Roughly 450MW is under construction and will be connected to the grid in 2013, says Christian Johannes, general manager of Turkey-based wind consultancy Re-consult. Andi Aranitasi, a senior banker at the European Bank for Reconstruction and Development says he expects Turkey's wind capacity could rise by as much as 800-1000MW this year.

Johannes points to expectations that energy regulator EMRA may seek new applications for wind farm licenses this year, tenders for existing wind farm expansions and the development of new sites. He says that while 9.2GW of wind projects already have or are eligible for licenses, only about half of that capacity is likely to be operating in the next three or four years.

The reason is that the extremely high fees some investors agreed to pay in a grid connection tender has made those projects financially unfeasible. EMRA must therefore issue new licenses if the government is to get anywhere near to its capacity target.

turkey capacity pieAccording to figures from Turkish energy regulator EMRA, Turkey's installed wind capacity amounted to about 2.13GW at the end of 2012. This is 332MW, or 18.5% more, than the 1.8GW recorded at the end of 2011.

In the meantime, Turkey's wind sector continues to grow despite the lack of a strong incentive system, although a higher feed-in-tariff (FIT) continues to rank high on the wish list of many market participants. Turkey offers a feed-in-tariff of $0.073/kWh, although the tariff has rarely been used since market energy prices have historically been about 10-20% higher.

Electricity prices are expected to rise in 2013. "The FIT is seen as being more of a safety net than the driver for the market," says Aranitasi. "Perhaps wind has developed a little bit less quickly than the government would like, but the projects that have been developed are usually the ones with the better capacity factors that are more commercially viable."

While a FIT of up to $0.11/kWh for projects with locally manufactured content is foreseen, no producers are known to have secured the local content premium, although that could change after secondary legislation was approved last year clarifying local content requirements.

Since $0.11/kWh is the tariff if the entire turbine is manufactured in Turkey, and no company yet does that, the highest price realistically available now is $0.087/kWh, says Aranitasi. This is the FIT offered for using locally manufactured towers and blades, the two components currently manufactured in Turkey.

Merchant risk has complicated project financing, and non-recourse project financing is not yet a feature of the market, although Turkish companies have not shied away from taking on this risk. While a core group of foreign investors has gained a strong foothold in the Turkish market, this has almost always been through joint ventures with local partners.

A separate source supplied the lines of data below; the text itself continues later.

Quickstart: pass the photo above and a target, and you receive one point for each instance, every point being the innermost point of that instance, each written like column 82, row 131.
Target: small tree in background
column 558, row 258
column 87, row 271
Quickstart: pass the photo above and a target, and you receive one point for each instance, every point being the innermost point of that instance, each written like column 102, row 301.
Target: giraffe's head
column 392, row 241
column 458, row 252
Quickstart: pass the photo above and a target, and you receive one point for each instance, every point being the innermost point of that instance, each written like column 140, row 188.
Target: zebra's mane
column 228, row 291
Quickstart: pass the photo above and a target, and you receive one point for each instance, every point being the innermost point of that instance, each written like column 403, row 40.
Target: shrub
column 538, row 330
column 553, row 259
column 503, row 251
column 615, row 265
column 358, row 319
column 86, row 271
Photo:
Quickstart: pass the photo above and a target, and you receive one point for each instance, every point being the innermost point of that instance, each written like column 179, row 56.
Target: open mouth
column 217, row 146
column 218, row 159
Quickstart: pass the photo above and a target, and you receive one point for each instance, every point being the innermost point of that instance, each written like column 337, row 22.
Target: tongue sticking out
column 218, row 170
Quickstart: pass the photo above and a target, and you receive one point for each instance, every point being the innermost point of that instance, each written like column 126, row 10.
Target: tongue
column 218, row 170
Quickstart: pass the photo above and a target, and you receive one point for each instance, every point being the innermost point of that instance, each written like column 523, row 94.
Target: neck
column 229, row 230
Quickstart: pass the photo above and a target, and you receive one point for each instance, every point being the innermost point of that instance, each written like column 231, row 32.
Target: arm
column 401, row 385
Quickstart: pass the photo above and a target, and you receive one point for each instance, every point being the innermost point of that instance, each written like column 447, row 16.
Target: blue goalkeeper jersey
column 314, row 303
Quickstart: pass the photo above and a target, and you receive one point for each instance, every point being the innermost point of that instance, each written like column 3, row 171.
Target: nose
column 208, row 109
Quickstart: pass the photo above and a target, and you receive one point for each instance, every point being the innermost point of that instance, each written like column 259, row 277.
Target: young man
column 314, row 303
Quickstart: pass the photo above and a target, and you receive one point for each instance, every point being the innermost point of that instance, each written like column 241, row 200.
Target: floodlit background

"When we entered the market in 2006 or 2007, it was truly a greenfield market," says Gokhan Baykam, CEO of Italian renewable energy developer and operator Relight. "Now there's a decent installed capacity and a good level of know-how and it's much easier to set up a joint venture." A major reason Turkey is continuing to attract foreign investors despite low incentive prices is the country's strong wind resources, says Baykam. "All of our projects have capacity factors above 30%."